# The Three-Way Report

> Three tables. One summary. Every piece depends on the others.

Canonical URL: <https://datadriven.io/problems/multi_table_report>

Domain: SQL · Difficulty: medium · Seniority: L5

## Problem

Combine session engagement with transaction revenue into a single user report. For each user, show their name, total session count, and total transaction amount. Users with zero sessions or zero transactions must still appear; the report cannot silently drop inactive users.

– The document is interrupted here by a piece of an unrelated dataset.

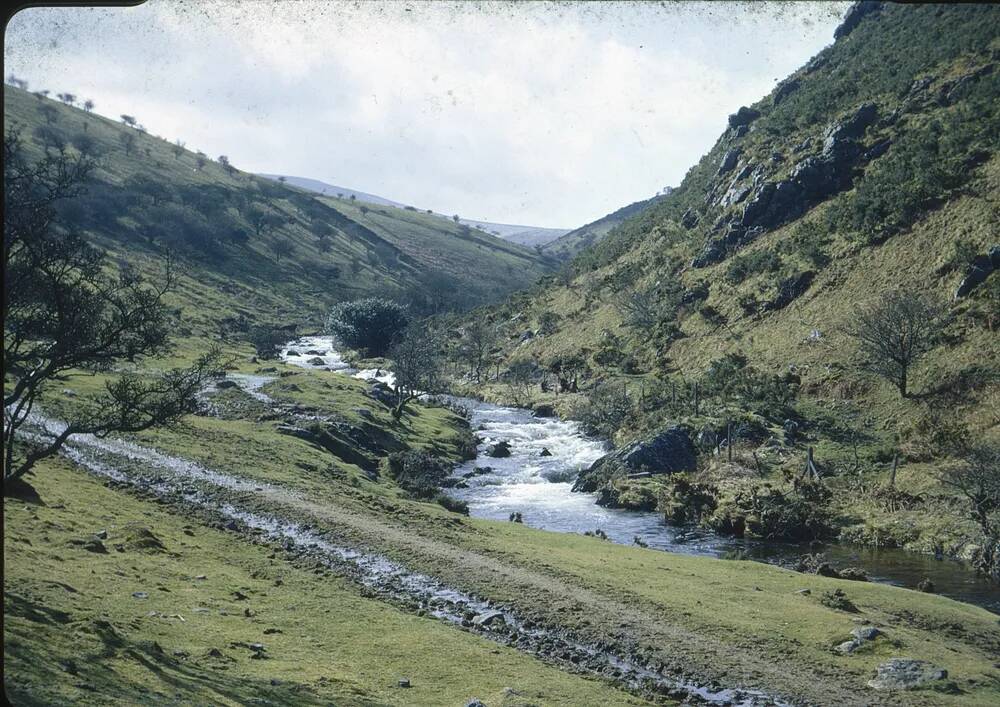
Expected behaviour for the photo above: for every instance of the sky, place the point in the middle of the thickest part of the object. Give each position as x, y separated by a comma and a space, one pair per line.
545, 114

## Worked solution and explanation

### Why this problem exists in real interviews

This probes whether you understand the **fan-out problem** when joining multiple one-to-many relationships through a shared key. The classic trap is joining sessions and transactions directly through users, which inflates counts. Interviewers use this to test your grasp of pre-aggregation and `LEFT JOIN` semantics.

> **Trick to Solving**
>
> When the prompt says "users with zero X must still appear," that signals `LEFT JOIN`. But joining users to both sessions and transactions directly causes a Cartesian explosion. Spot this by checking whether two child tables share the same parent key.
> 
> 1. Recognize the two one-to-many relationships converging on `user_id`
> 2. Pre-aggregate each child table into a CTE before joining
> 3. Use `LEFT JOIN` from users to each pre-aggregated CTE
> 4. Apply `COALESCE(..., 0)` to handle users with no matches

---

### Break down the requirements

#### Step 1: Pre-aggregate sessions per user

In a CTE, `SELECT user_id, COUNT(*) AS session_count FROM user_sessions GROUP BY user_id` reduces 30M session rows to 3M grouped rows. This prevents fan-out when joining.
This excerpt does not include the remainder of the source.